BeautifulSoup vs. real-world HTML comments

John Nagle

The syntax that browsers understand as HTML comments is much less
restrictive than what BeautifulSoup understands. I keep running into
sites with formally incorrect HTML comments which are parsed happily
by browsers. Here's yet another example, this one from
"http://www.webdirectory.com". The page starts like this:
<!Hello there! Welcome to The Environment Directory!>
<!Not too much exciting HTML code here but it does the job! >
<!See ya, - JD >

<HTML><HEAD>
<TITLE>Environment Web Directory</TITLE>
Those are, of course, invalid HTML comments. But Firefox, IE, etc. handle them
without problems.

BeautifulSoup can't parse this page usefully at all.
It treats the entire page as a text chunk. It's actually
HTMLParser that parses comments, so this is really an HTMLParser
level problem.
John Nagle

Apr 4 '07 #1

Subscribe Post Reply

3146

Carl Banks

On Apr 4, 2:08 pm, John Nagle <n...@animats.comwrote:

The syntax that browsers understand as HTML comments is much less
restrictive than what BeautifulSoup understands. I keep running into
sites with formally incorrect HTML comments which are parsed happily
by browsers. Here's yet another example, this one from
"http://www.webdirectory.com". The page starts like this:

<!Hello there! Welcome to The Environment Directory!>
<!Not too much exciting HTML code here but it does the job! >
<!See ya, - JD >

<HTML><HEAD>
<TITLE>Environment Web Directory</TITLE>

Those are, of course, invalid HTML comments. But Firefox, IE, etc. handle them
without problems.

BeautifulSoup can't parse this page usefully at all.
It treats the entire page as a text chunk. It's actually
HTMLParser that parses comments, so this is really an HTMLParser
level problem.

Google for a program called "tidy". Install it, and run it as a
filter on any HTML you download. "tidy" has invested in it quite a
bit of work understanding common bad HTML and how browsers deal with
it. It would be pointless to duplicate that work in the Python
standard library; let HTMLParser be small and tight, and outsource the
handling of floozy input to a dedicated program.
Carl Banks

Apr 4 '07 #2

Robert Kern

Carl Banks wrote:

On Apr 4, 2:08 pm, John Nagle <n...@animats.comwrote:

>BeautifulSoup can't parse this page usefully at all.
It treats the entire page as a text chunk. It's actually
HTMLParser that parses comments, so this is really an HTMLParser
level problem.

Google for a program called "tidy". Install it, and run it as a
filter on any HTML you download. "tidy" has invested in it quite a
bit of work understanding common bad HTML and how browsers deal with
it. It would be pointless to duplicate that work in the Python
standard library; let HTMLParser be small and tight, and outsource the
handling of floozy input to a dedicated program.

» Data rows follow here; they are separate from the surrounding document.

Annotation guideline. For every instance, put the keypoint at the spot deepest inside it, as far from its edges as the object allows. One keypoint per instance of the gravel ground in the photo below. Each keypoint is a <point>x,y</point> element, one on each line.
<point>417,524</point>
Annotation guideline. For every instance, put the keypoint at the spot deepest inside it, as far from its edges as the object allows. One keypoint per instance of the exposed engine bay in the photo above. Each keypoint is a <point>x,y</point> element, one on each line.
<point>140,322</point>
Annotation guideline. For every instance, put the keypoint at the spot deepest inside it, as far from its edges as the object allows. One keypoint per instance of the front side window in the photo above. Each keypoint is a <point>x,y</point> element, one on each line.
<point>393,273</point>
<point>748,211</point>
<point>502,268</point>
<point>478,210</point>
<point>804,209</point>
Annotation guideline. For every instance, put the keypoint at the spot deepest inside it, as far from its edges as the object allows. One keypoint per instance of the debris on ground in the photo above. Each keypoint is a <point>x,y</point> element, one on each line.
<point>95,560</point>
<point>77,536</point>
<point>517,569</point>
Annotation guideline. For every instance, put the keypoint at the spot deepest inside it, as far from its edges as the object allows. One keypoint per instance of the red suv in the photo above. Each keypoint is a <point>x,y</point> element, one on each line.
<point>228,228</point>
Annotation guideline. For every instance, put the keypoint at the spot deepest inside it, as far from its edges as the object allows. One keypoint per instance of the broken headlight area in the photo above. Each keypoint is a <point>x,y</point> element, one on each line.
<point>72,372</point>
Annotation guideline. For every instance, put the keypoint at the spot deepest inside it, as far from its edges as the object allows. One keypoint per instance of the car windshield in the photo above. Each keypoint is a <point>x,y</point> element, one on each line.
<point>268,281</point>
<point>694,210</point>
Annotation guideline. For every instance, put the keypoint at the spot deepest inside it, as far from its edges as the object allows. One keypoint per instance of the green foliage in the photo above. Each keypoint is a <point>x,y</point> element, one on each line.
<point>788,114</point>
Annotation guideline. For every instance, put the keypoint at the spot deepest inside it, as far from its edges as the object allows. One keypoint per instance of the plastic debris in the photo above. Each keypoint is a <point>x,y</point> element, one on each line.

Well, BeautifulSoup is just such a dedicated library. However, it defers its
handling of comments to HTMLParser. That's the problem.

--
Robert Kern

"I have come to believe that the whole world is an enigma, a harmless enigma
that is made terrible by our own mad attempt to interpret it as though it had
an underlying truth."
-- Umberto Eco

Apr 4 '07 #3

irstas

Carl Banks wrote:

On Apr 4, 2:08 pm, John Nagle <n...@animats.comwrote:
The syntax that browsers understand as HTML comments is much less
restrictive than what BeautifulSoup understands. I keep running into
sites with formally incorrect HTML comments which are parsed happily
by browsers. Here's yet another example, this one from
"http://www.webdirectory.com". The page starts like this:

<!Hello there! Welcome to The Environment Directory!>
<!Not too much exciting HTML code here but it does the job! >
<!See ya, - JD >

<HTML><HEAD>
<TITLE>Environment Web Directory</TITLE>

Those are, of course, invalid HTML comments. But Firefox, IE, etc. handle them
without problems.

BeautifulSoup can't parse this page usefully at all.
It treats the entire page as a text chunk. It's actually
HTMLParser that parses comments, so this is really an HTMLParser
level problem.

Google for a program called "tidy". Install it, and run it as a
filter on any HTML you download. "tidy" has invested in it quite a
bit of work understanding common bad HTML and how browsers deal with
it. It would be pointless to duplicate that work in the Python
standard library; let HTMLParser be small and tight, and outsource the
handling of floozy input to a dedicated program.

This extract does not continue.